Illinois Gov. Bruce Rauner wants a constitutional amendment to relieve the state's worst-in-the-nation pension crisis. Getty Images/John Gress

The only thing Illinois Gov. Bruce Rauner wants to say about his state’s pension system is that he thinks the required payouts are so burdensome, there should be a constitutional amendment that would allow him to cut them.

Rauner himself is a former private equity executive who managed hundreds of millions of dollars from public pension funds (including some in Illinois). As the pension funding crisis has become increasingly acute, he has avoided talking about how his own industry may have contributed to the crisis: specifically, through high fees and underperformance -- and, according to a new report, influence peddling.

The analysis comes from researchers at the U.S. Securities and Exchange Commission, University of California at Berkeley’s School of Law, and the University of Oregon. It indicates that pension investments hawked by the finance industry’s politically connected salesmen -- known as “placement agents” -- are delivering inferior returns in comparison with investments that pension officials pick on their own. Rauner’s firm, GTCR, in which he retains a substantial equity stake, admits in SEC filings that it uses placement agents to raise money from public pension funds. William Atwood, the executive director of the Illinois State Board of Investment, told International Business Times that GTCR had used a placement agent to raise money from a state pension fund.
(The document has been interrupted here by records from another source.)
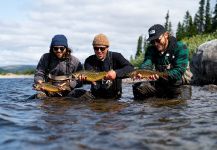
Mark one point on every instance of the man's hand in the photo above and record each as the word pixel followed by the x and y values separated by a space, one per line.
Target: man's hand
pixel 111 75
pixel 83 78
pixel 153 77
pixel 40 81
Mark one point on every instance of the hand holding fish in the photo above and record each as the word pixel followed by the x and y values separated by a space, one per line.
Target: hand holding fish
pixel 147 74
pixel 153 77
pixel 82 78
pixel 111 75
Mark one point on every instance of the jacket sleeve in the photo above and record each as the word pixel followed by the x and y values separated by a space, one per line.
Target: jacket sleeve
pixel 40 73
pixel 77 83
pixel 148 60
pixel 87 64
pixel 124 66
pixel 180 62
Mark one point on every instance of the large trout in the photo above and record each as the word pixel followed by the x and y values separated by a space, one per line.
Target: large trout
pixel 145 74
pixel 91 76
pixel 51 89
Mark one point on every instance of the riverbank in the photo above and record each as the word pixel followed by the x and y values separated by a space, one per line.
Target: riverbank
pixel 12 75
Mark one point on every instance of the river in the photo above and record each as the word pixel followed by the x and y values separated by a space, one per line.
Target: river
pixel 104 125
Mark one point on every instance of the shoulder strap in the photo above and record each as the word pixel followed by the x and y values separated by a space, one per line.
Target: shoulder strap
pixel 48 64
pixel 110 61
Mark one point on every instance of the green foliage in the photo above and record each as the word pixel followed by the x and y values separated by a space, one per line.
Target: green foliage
pixel 139 46
pixel 208 23
pixel 168 24
pixel 195 41
pixel 214 19
pixel 138 60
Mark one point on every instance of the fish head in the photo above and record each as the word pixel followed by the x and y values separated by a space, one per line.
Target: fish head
pixel 37 86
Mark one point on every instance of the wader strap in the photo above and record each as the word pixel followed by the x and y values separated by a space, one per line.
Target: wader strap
pixel 60 78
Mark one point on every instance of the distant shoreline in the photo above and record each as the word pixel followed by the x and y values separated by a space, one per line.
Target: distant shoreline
pixel 12 75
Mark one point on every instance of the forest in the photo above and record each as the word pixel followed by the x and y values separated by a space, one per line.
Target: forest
pixel 193 30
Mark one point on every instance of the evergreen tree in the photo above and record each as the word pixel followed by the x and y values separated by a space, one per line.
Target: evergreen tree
pixel 170 28
pixel 189 27
pixel 214 19
pixel 145 45
pixel 201 16
pixel 208 23
pixel 166 25
pixel 180 32
pixel 139 46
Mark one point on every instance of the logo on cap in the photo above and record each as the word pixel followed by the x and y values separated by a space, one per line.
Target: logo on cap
pixel 152 32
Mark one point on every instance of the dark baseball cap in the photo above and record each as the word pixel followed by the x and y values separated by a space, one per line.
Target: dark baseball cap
pixel 155 32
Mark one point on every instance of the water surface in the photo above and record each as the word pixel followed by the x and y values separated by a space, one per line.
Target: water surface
pixel 123 124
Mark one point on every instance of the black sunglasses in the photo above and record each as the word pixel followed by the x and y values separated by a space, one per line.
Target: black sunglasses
pixel 57 48
pixel 100 48
pixel 156 40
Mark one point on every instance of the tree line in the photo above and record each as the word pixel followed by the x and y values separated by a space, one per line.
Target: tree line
pixel 203 22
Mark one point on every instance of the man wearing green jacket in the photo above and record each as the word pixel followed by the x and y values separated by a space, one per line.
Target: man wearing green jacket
pixel 164 54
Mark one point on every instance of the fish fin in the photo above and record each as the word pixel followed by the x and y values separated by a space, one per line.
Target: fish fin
pixel 165 76
pixel 59 94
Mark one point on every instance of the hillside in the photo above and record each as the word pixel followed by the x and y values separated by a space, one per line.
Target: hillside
pixel 20 69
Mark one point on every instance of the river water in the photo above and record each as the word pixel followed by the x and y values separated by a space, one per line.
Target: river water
pixel 123 124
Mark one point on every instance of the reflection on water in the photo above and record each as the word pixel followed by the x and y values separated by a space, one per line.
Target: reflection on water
pixel 64 123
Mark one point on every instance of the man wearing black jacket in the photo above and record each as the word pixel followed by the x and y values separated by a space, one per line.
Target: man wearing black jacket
pixel 112 62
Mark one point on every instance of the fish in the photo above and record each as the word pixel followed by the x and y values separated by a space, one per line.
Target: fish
pixel 51 89
pixel 145 74
pixel 91 76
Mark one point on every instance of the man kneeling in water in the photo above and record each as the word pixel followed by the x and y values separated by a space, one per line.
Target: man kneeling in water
pixel 56 67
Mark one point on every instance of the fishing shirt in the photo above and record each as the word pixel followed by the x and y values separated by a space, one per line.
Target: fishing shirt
pixel 50 64
pixel 113 61
pixel 174 60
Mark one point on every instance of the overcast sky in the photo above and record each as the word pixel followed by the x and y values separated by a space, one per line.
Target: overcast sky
pixel 27 27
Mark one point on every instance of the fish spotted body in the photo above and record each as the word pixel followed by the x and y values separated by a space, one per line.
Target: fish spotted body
pixel 47 87
pixel 147 73
pixel 91 76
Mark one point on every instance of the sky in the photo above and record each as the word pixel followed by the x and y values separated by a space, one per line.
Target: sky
pixel 27 27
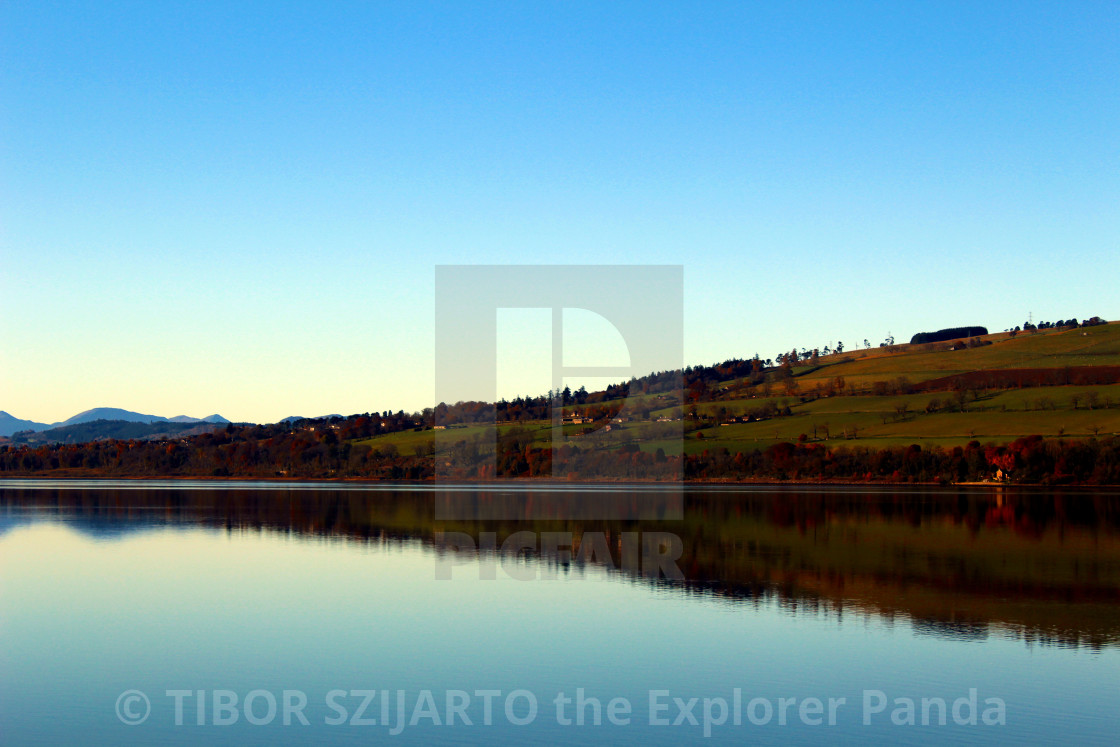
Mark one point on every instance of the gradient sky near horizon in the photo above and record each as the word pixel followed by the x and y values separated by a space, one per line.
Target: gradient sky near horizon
pixel 239 207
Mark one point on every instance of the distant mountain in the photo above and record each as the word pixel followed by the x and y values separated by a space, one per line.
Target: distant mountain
pixel 117 413
pixel 93 430
pixel 214 418
pixel 10 425
pixel 291 419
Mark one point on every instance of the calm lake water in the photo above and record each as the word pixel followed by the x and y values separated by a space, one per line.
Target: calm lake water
pixel 157 603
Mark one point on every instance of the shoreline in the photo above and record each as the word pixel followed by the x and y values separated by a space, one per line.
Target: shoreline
pixel 541 481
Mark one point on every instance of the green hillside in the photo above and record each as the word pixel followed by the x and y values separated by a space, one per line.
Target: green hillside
pixel 861 398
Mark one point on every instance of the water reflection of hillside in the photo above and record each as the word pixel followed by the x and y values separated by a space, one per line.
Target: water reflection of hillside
pixel 1043 567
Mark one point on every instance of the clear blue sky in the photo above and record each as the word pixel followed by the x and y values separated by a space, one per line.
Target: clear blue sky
pixel 238 207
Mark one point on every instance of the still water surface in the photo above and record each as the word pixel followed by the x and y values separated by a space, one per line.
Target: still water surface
pixel 330 591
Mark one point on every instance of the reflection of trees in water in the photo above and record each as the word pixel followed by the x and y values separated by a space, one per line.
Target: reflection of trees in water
pixel 1039 566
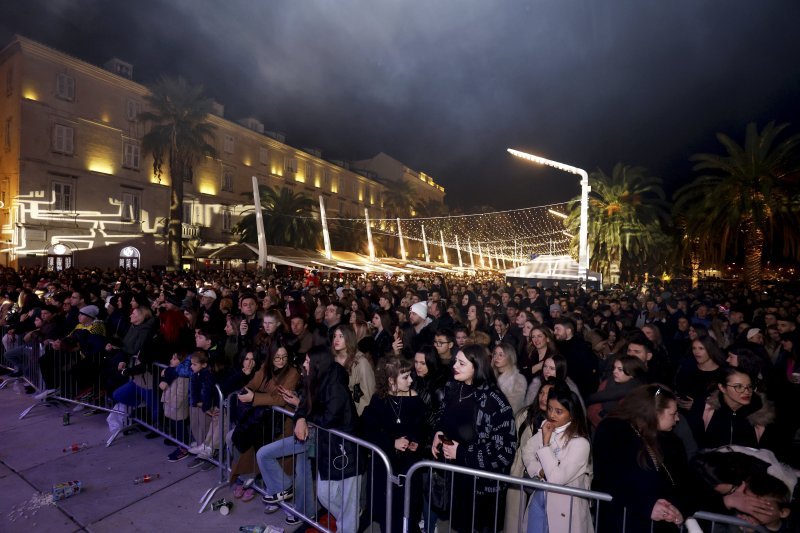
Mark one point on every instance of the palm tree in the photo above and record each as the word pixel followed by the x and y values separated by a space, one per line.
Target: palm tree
pixel 626 213
pixel 744 198
pixel 179 136
pixel 288 220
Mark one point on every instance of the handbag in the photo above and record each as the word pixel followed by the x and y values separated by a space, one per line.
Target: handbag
pixel 437 485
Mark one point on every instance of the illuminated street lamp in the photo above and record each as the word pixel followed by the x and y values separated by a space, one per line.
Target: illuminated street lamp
pixel 583 244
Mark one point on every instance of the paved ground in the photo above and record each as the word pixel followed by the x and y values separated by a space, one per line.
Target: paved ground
pixel 32 460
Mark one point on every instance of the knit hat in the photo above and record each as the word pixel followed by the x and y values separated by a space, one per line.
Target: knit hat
pixel 421 309
pixel 208 293
pixel 752 332
pixel 90 310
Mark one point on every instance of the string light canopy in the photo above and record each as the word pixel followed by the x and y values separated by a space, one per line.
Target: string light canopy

Placement agents have long been sources of controversy. Critics say they are a pernicious form of lobbyist, pushing public officials into basing pension investment decisions on political influence rather than financial metrics. Adding to that criticism is the fact that many placement agents have no background in financial expertise, but are political players. In recent years, placement agents have been at the center of high-profile corruption prosecutions, one involving the former New York state Comptroller Alan Hevesi (and with him the Obama administration’s former so-called car czar Steven Rattner), and the other involving Federico Buenrostro, the former CEO of the nation’s largest pension fund.

This new study suggests the involvement of placement agents in pension investments may have significantly worsened pension liabilities in states that were already facing substantial gaps between what they’ve saved for workers’ retirement and what they are contractually obligated to pay out in benefits.

In Illinois, where Rauner is pushing retirement benefit cuts, the trend is illustrative. There, the $18.9 billion Illinois State Universities Retirement System (SURS) used placement agents for 15.6 percent of its private equity investments -- which then underperformed the pension fund’s other private equity investments by -9.2 percent. The underperformance may have cost the system hundreds of millions of dollars, money could have been used to shore up the plan’s funding.

The SURS declined to comment on the study in response to queries from IBTimes.

While the SURS was among the worst performers, it was not the only pension fund that lost out through the use of placement agents. Overall, the study showed that private equity investments that used placement agents delivered almost 7 percent lower returns than those that did not.

The report looked at the effect of placement agents on systems beyond Illinois as well. In California, recently rocked by a corruption scandal, the two largest pension funds saw placement agent-related underperformance of -1.4 percent and -2.7 percent, costing tens of millions of dollars. And in Virginia, which has a $23 billion unfunded liability, the effect is most pronounced of all: -12.7 percent.

The report also shows the placement agent trend affects not just pension systems but also public universities: The University of Michigan’s endowment saw the portion of its portfolio represented by placement agents suffer from -13.7 percent in underperformance.

“Public pension plan need placement agents like a dog needs ticks,” said former Kentucky pension trustee Chris Tobe. “There is no need for placement agents since all major plans have consultants who are supposed to vet managers.”

In June 2014, the New York City Retirement Systems banned placement agents, following a trend among other pension funds around the nation. Still, despite recent scandals, a nationwide ban by the SEC -- which was proposed yet abandoned after industry pressure in 2011 -- appears unlikely.